Iranian Foreign Ministry spokesperson Saeed Khatibzadeh said significant progress had been made during direct talks in Baghdad between the rival powerhouses.
Iran has made further progress in direct talks with Saudi Arabia, an Iranian official said, after the Saudi king expressed optimism on Wednesday that the negotiations could build confidence between the regional rivals.
The two powerhouses severed relations in 2016 after Saudi Arabia’s execution of a prominent Shiite Muslim cleric was met with violent protests at Saudi diplomatic facilities in Iran. Tensions between Shiite Iran and Saudi Arabia’s Sunni monarchy have continued, with the two countries fighting in proxy wars across the Middle East.
The two countries held direct talks earlier this year in Baghdad aimed at easing tensions. The widely reported talks, first reported by the Financial Times, were publicly confirmed by Iraqi President Barham Salih in May and later by Riyadh and Tehran.
“Remarkable progress has been made on the subject of security in the Gulf,” Iranian Foreign Ministry spokesperson Saeed Khatibzadeh told Iranian state news agency IRNA on the sidelines of the United Nations General Assembly summit in New York.
Khatibzadeh said that Iran and Saudi Arabia have held several rounds of talks in Baghdad during the last few months and stressed that the talks continued after Iranian President Ebrahim Raisi’s new hard-line government took office in August.
The spokesperson’s comments follow Saudi King Salman’s Wednesday speech at the UN summit, during which he offered support for the direct discussions.
“Iran is a neighboring country, and we hope that our initial talks with it will lead to concrete results to build confidence … based on respect of sovereignty and noninterference in internal affairs,” the 85-year-old monarch said in a prerecorded message.

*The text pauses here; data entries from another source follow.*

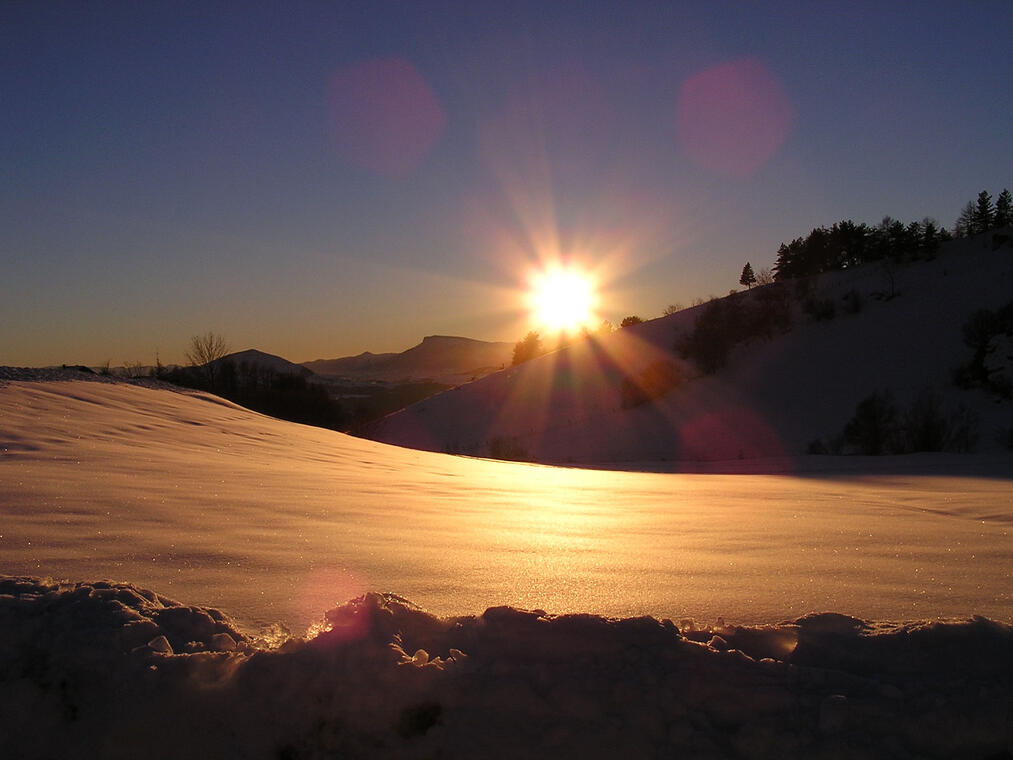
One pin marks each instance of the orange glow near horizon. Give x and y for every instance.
(562, 299)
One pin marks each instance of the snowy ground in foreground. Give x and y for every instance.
(214, 505)
(119, 672)
(276, 522)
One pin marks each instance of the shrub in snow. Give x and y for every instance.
(501, 447)
(653, 382)
(879, 427)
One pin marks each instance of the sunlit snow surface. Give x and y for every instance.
(212, 505)
(276, 522)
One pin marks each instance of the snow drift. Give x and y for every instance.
(113, 671)
(279, 525)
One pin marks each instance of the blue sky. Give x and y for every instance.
(170, 168)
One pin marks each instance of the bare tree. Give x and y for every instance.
(205, 352)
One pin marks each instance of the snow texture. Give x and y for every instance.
(113, 671)
(277, 523)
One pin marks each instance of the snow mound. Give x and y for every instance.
(110, 670)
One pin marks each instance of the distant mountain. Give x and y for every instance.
(443, 359)
(838, 337)
(267, 361)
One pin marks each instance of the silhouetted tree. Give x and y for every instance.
(873, 429)
(205, 352)
(964, 225)
(985, 213)
(528, 349)
(748, 278)
(1004, 210)
(930, 237)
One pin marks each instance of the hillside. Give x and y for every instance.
(442, 359)
(775, 395)
(271, 362)
(534, 582)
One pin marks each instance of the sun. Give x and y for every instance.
(562, 299)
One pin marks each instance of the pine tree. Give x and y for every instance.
(1004, 210)
(748, 279)
(985, 213)
(963, 227)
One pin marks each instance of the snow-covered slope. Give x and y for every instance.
(774, 397)
(113, 671)
(271, 362)
(274, 522)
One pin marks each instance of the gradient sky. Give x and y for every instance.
(320, 178)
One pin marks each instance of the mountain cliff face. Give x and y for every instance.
(443, 359)
(630, 396)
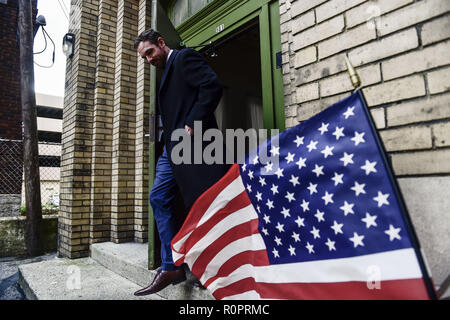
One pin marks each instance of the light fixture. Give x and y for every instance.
(69, 45)
(40, 22)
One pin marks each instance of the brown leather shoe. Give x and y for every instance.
(162, 279)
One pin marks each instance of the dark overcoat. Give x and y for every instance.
(190, 91)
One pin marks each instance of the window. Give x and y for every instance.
(184, 9)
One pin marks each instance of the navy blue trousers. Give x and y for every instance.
(162, 200)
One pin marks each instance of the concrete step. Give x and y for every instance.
(77, 279)
(129, 260)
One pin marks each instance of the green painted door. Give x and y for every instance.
(215, 22)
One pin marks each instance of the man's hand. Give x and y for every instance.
(189, 130)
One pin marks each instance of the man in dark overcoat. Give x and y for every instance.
(189, 91)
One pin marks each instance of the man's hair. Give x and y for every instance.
(150, 35)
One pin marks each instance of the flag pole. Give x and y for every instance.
(356, 82)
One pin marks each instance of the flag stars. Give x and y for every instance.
(279, 173)
(328, 198)
(357, 240)
(330, 244)
(328, 151)
(300, 222)
(358, 188)
(315, 233)
(291, 250)
(275, 151)
(268, 166)
(310, 247)
(381, 199)
(275, 253)
(312, 188)
(369, 167)
(262, 181)
(338, 133)
(337, 178)
(278, 241)
(294, 180)
(337, 227)
(285, 212)
(358, 138)
(274, 189)
(301, 163)
(349, 112)
(280, 227)
(289, 196)
(305, 205)
(264, 230)
(347, 158)
(347, 208)
(269, 204)
(318, 170)
(298, 140)
(323, 128)
(319, 215)
(312, 145)
(393, 233)
(290, 157)
(369, 220)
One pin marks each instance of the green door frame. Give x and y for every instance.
(221, 17)
(214, 21)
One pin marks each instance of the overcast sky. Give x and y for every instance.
(51, 80)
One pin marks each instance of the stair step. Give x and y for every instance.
(129, 260)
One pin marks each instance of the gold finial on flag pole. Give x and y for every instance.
(354, 78)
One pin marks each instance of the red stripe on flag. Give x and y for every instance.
(204, 201)
(408, 289)
(240, 231)
(239, 202)
(255, 258)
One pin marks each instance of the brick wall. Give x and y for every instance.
(401, 50)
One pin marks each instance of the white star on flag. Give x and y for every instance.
(312, 145)
(298, 141)
(369, 167)
(349, 112)
(347, 158)
(338, 133)
(328, 151)
(393, 233)
(381, 199)
(357, 240)
(358, 138)
(323, 128)
(369, 220)
(358, 188)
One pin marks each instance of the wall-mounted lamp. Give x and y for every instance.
(69, 44)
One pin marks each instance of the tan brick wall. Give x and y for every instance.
(401, 50)
(76, 150)
(104, 170)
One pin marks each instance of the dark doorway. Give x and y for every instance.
(238, 65)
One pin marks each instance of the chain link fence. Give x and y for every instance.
(12, 189)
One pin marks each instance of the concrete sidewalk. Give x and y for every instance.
(9, 275)
(113, 272)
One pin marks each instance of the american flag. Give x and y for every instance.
(324, 223)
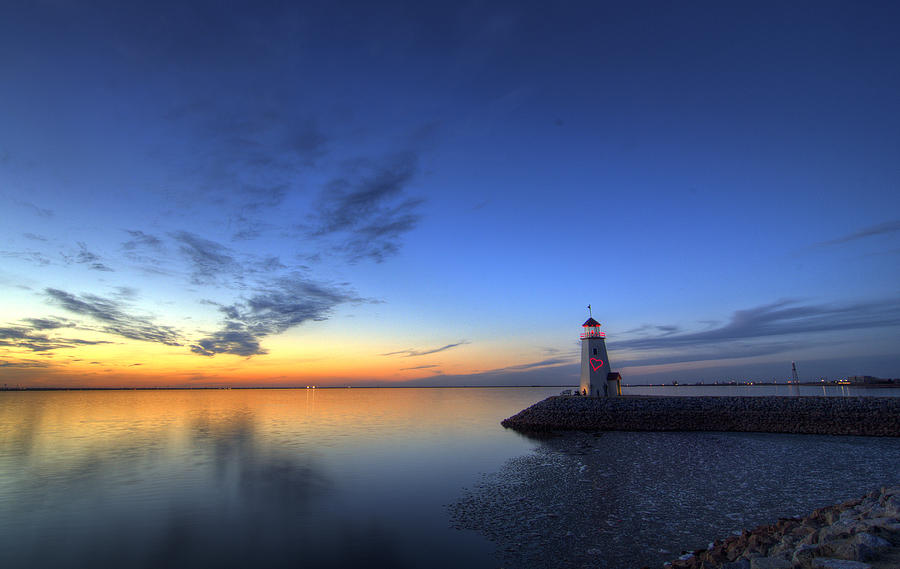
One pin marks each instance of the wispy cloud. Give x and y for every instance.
(885, 228)
(413, 352)
(48, 323)
(538, 364)
(29, 339)
(763, 330)
(208, 259)
(367, 209)
(141, 239)
(86, 257)
(114, 319)
(24, 364)
(781, 318)
(285, 303)
(37, 210)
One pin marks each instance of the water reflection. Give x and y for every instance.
(790, 390)
(241, 478)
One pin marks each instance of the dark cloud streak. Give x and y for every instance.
(113, 317)
(885, 228)
(414, 353)
(367, 208)
(284, 304)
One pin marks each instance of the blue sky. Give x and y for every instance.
(281, 193)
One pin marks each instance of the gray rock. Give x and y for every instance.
(769, 563)
(828, 563)
(892, 506)
(841, 529)
(804, 554)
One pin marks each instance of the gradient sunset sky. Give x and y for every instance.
(293, 193)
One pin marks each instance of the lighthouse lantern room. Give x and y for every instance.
(596, 377)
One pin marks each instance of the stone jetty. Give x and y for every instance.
(865, 416)
(858, 534)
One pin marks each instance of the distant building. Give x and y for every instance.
(596, 378)
(866, 379)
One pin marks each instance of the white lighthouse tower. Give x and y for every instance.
(596, 378)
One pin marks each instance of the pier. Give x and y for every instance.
(863, 416)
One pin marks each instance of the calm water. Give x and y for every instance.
(239, 478)
(761, 390)
(335, 477)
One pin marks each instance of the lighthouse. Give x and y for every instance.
(596, 378)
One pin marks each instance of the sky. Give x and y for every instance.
(431, 193)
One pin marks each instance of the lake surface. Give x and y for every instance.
(369, 477)
(762, 390)
(240, 478)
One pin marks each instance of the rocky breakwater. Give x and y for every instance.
(866, 416)
(859, 534)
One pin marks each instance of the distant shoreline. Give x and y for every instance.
(200, 388)
(223, 388)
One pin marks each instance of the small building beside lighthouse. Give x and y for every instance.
(597, 380)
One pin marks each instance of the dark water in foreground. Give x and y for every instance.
(242, 478)
(364, 477)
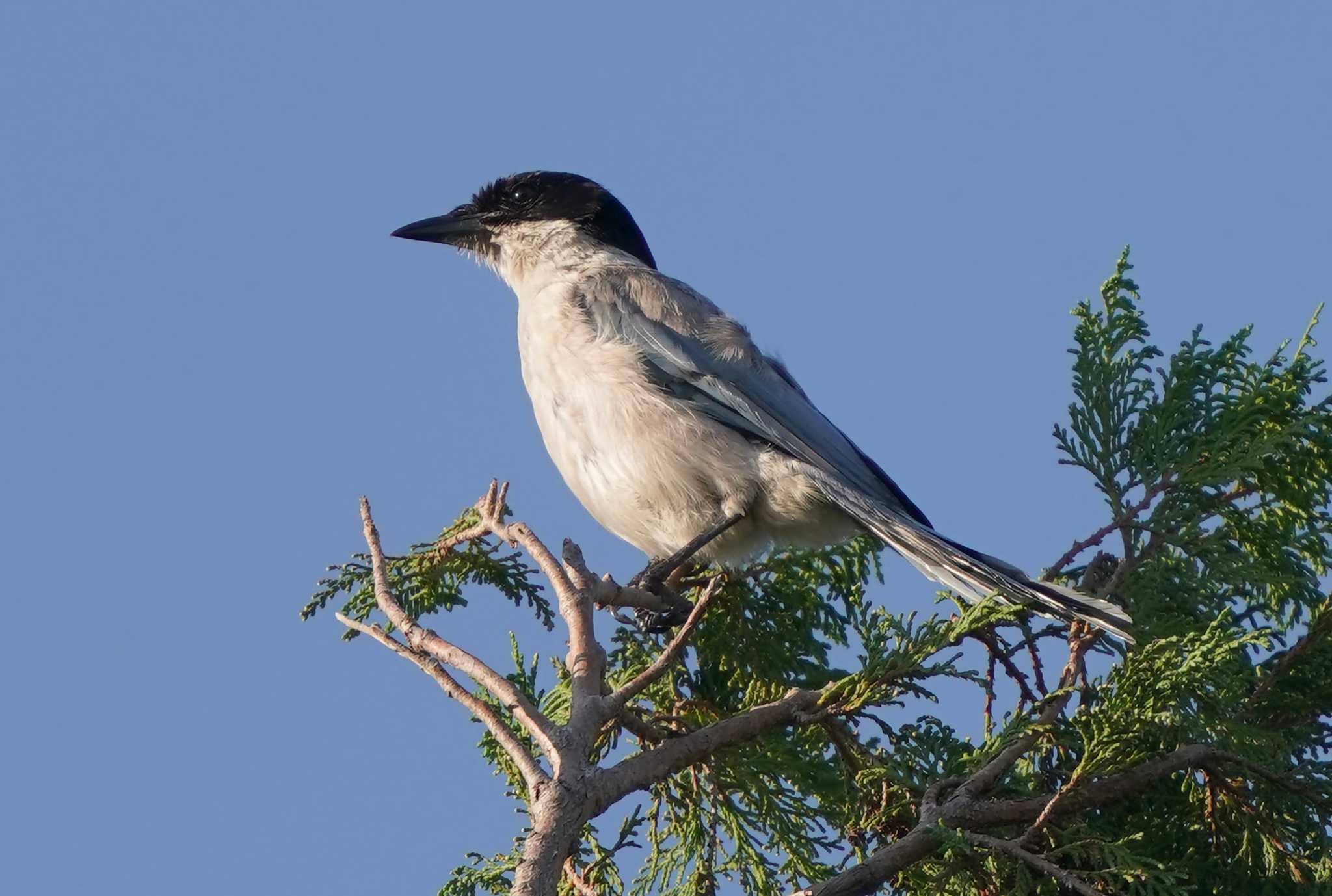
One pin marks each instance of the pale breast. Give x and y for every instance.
(646, 468)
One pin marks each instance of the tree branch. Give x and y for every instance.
(1166, 484)
(622, 695)
(607, 593)
(532, 772)
(1046, 867)
(427, 640)
(644, 770)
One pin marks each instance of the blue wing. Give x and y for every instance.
(756, 397)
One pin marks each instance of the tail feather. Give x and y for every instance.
(977, 575)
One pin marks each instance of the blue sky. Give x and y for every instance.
(212, 347)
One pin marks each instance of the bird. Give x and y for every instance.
(669, 424)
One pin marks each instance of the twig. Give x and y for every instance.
(1315, 633)
(1046, 867)
(626, 692)
(532, 772)
(606, 593)
(996, 767)
(577, 880)
(1164, 484)
(990, 638)
(427, 640)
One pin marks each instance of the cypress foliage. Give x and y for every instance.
(1216, 469)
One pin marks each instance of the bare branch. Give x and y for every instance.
(427, 640)
(532, 772)
(668, 657)
(643, 770)
(868, 876)
(1046, 867)
(577, 880)
(606, 593)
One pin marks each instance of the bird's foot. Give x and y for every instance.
(656, 622)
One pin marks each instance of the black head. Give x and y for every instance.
(535, 196)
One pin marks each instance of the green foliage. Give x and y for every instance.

The Iranian-Saudi talks come as US President Joe Biden seeks to rejoin the landmark Iranian nuclear accord abandoned by his predecessor in 2018. Saudi Arabia and several Gulf states opposed the original 2015 deal, which offered Iran sanctions relief in exchange for limits on its nuclear activities.
Efforts to revive the accord have stalled under Raisi’s administration, with world powers wrapping up their last round of talks in late June. Tehran said this week that the nuclear negotiations in Vienna would resume in a few weeks.
Raisi, while not ruling out a return to the indirect talks, used his UN speech on Wednesday to tear into Washington’s approach.
“We don’t trust the promises made by the US government,” he told the assembly.
While in New York, Iranian Foreign Minister Hossein Amir-Abdollahian has met with counterparts from Saudi Arabia and other Gulf Arab states, as well as European Union foreign policy chief Josep Borrell. The semi-official Mehr news agency quoted Amir-Abdollahian as saying a focus of Raisi’s government will be to “strengthen and develop relations with its neighbors and the region.”